I have checked in hosts and contacts. I have the defaults set for Down, Unreachable and Recover … with that said, I have selected “Default” as my option. So I when I view what has been selected using Nagmin, it shows “*Down, Unreachable, Recovery”. Can I safely assume that those 3 options are used?
Also, I have rechecked my event logs and when a device enters the Down state (using ping checks), the event log shows the device goes down, then all of the paging goes out … then when the device comes up again, Nagios shows the up state for the device and that is it … no paging is sent.
Lucas and everyone else … I REALLY appreciate the help that you all give!
I don’t use Nagmin so i don’t know what could be going wrong.
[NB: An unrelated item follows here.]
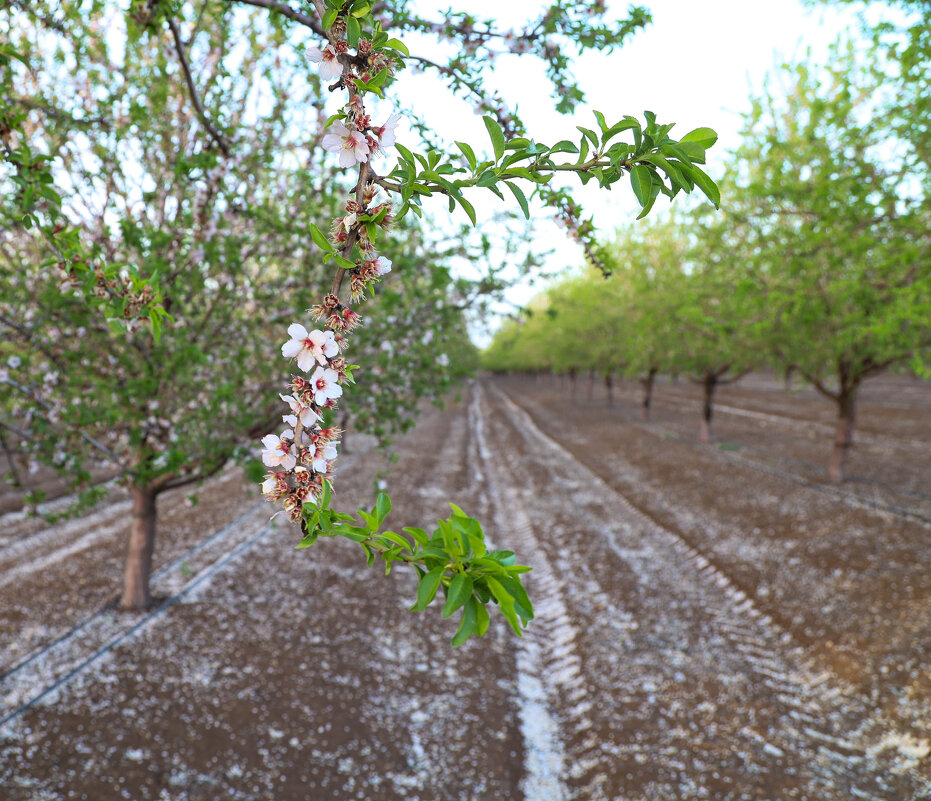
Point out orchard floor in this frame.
[0,376,931,801]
Try checking the config files… if you always have the r in notification_options.
Let’s wait for somebody else using Nagmin
I have checked my host.cfg, contact.cfg, and service.cfg and all have the r option (along with w, u, c with the service_notification option and d and u with hosts_notification)
I have checked the logs and Nagios will send out a notification when the device or service is down, but will not send one out when the device or service came back up.
Thanks for the help Lucas … I will get this thing to work …
Where you notified of a service recovering? If so, then it’s assumed, that if the service recovered, that the host did also.
Example: I powered off my ftp server. I am notified of the HOST being down, because first the service check failed, then nagios looked to see if the host is ok, and it wasn’t. So nagios knows that it’s not a service problem, but a host problem and I’m notified of that fact.
Now, I power on the ftp server. Nagios is still looking in it’s schedule of checks to make, and all those checks are for SERVICES ONLY. This time, the ftp server service check passed, and since that is a state change, I am notified of this state change and it says my ftp service is ok on host “whatever”. So of course, I have to assume that the host has recovered.
Now, as another example to find out if what you say is true, then try this:
Example I do the same as above, except that when I power back on, the ftp service is still not working. Nagios does it’s check’s again, and see’s that the service still fails. It then checks to see if host is still bad, and it is found to be OK. So again, this is a state change and you are notified that the HOST has recovered. You are also notified that the service ftpd is not running.